Comme Jim tentait vaguement de le repousser malgré la différence de carrure, son rire tonitrua dans la cour. Un bruit claquant qui finit par guider les pas de Maria jusqu’au trio. La femme considéra la scène pendant quelques secondes, soupira en souriant. Après avoir félicité Ryu, elle était retournée à la recherche de son fils.
Ethan l’aperçut en premier, lui fit signe d’approcher. Les velléités de Maria s’envolèrent alors qu’elle réduisait la distance avec lui. Des semaines qu’elle ne l’avait pas vu sourire ainsi, ses yeux ambrés remplis par la lumière de midi. Elle vint glisser la main dans la sienne, lui murmura :
— Ton discours était très courageux. Mais il m’a fait beaucoup de peine pour toi.

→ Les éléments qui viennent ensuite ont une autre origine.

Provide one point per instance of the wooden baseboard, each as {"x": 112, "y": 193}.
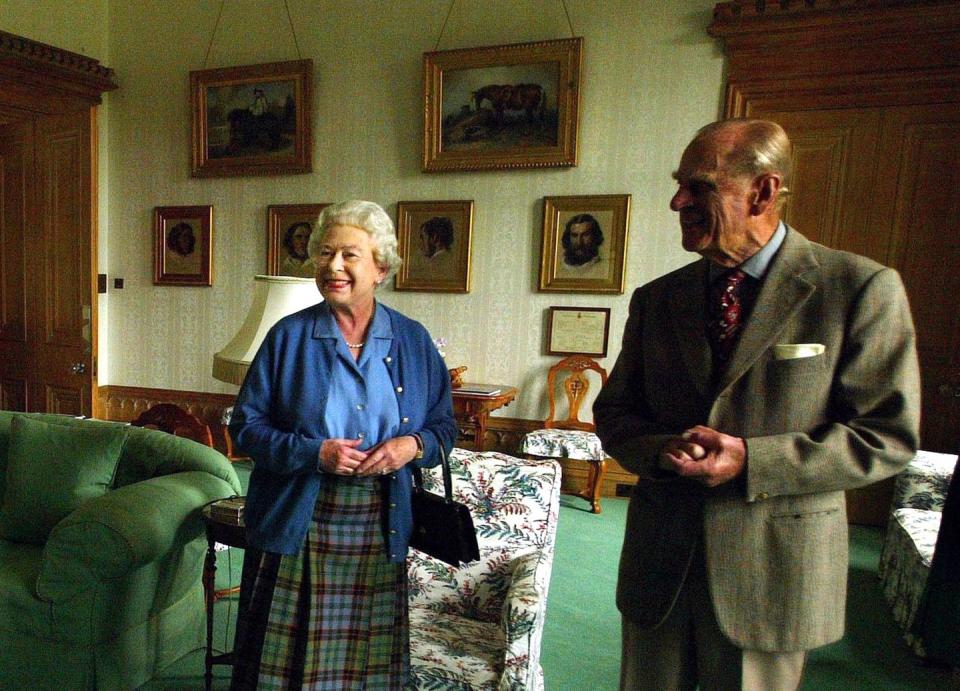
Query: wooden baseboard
{"x": 504, "y": 434}
{"x": 124, "y": 403}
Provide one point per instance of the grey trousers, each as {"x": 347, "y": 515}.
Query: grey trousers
{"x": 689, "y": 649}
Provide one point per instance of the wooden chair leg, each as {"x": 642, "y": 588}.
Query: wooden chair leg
{"x": 594, "y": 483}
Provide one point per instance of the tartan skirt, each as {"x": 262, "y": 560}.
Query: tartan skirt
{"x": 332, "y": 617}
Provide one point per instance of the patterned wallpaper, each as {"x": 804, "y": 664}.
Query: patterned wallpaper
{"x": 651, "y": 76}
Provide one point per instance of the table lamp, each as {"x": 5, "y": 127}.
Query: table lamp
{"x": 274, "y": 297}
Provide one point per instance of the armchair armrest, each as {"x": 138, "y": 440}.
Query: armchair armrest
{"x": 524, "y": 614}
{"x": 923, "y": 483}
{"x": 111, "y": 535}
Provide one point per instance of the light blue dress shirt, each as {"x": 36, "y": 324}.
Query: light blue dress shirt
{"x": 356, "y": 405}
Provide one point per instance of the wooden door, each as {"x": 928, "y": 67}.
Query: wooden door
{"x": 883, "y": 182}
{"x": 59, "y": 273}
{"x": 16, "y": 159}
{"x": 917, "y": 208}
{"x": 46, "y": 286}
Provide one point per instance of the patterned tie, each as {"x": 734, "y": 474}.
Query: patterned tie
{"x": 729, "y": 302}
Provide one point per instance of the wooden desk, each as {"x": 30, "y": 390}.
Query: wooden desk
{"x": 472, "y": 412}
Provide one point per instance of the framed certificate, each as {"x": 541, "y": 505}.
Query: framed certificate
{"x": 578, "y": 331}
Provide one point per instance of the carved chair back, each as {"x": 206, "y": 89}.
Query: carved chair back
{"x": 572, "y": 374}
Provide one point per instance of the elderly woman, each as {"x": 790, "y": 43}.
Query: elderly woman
{"x": 337, "y": 403}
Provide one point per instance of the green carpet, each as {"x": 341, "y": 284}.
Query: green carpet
{"x": 581, "y": 641}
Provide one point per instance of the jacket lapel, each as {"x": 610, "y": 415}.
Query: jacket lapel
{"x": 783, "y": 291}
{"x": 687, "y": 305}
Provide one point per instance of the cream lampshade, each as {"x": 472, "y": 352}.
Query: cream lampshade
{"x": 274, "y": 297}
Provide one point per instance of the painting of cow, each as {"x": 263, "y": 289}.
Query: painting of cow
{"x": 510, "y": 106}
{"x": 525, "y": 98}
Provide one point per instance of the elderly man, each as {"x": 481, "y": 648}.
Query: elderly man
{"x": 754, "y": 386}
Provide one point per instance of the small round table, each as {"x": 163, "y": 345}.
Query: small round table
{"x": 226, "y": 530}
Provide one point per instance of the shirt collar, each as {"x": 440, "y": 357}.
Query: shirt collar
{"x": 757, "y": 265}
{"x": 380, "y": 327}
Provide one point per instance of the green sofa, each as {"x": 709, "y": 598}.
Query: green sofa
{"x": 101, "y": 550}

— Tu es la deuxième à le dire, fit remarquer Ethan d’un air las. Mais ne t’en fais pas.
— Si je mets la main sur ton abruti de frère, sur ta tarée de mère ou ton psychopathe d’oncle, tu m’en voudras pas si je leur en colle une quand même, pour la forme ?
Un rire franc s’échappa de ses lèvres pendant que Mike et Jim se chamaillaient toujours. Ethan haussa les épaules sans quitter son ami et son fils des yeux. Dans les coins de son sourire tranquille reposait un soupçon de satisfaction.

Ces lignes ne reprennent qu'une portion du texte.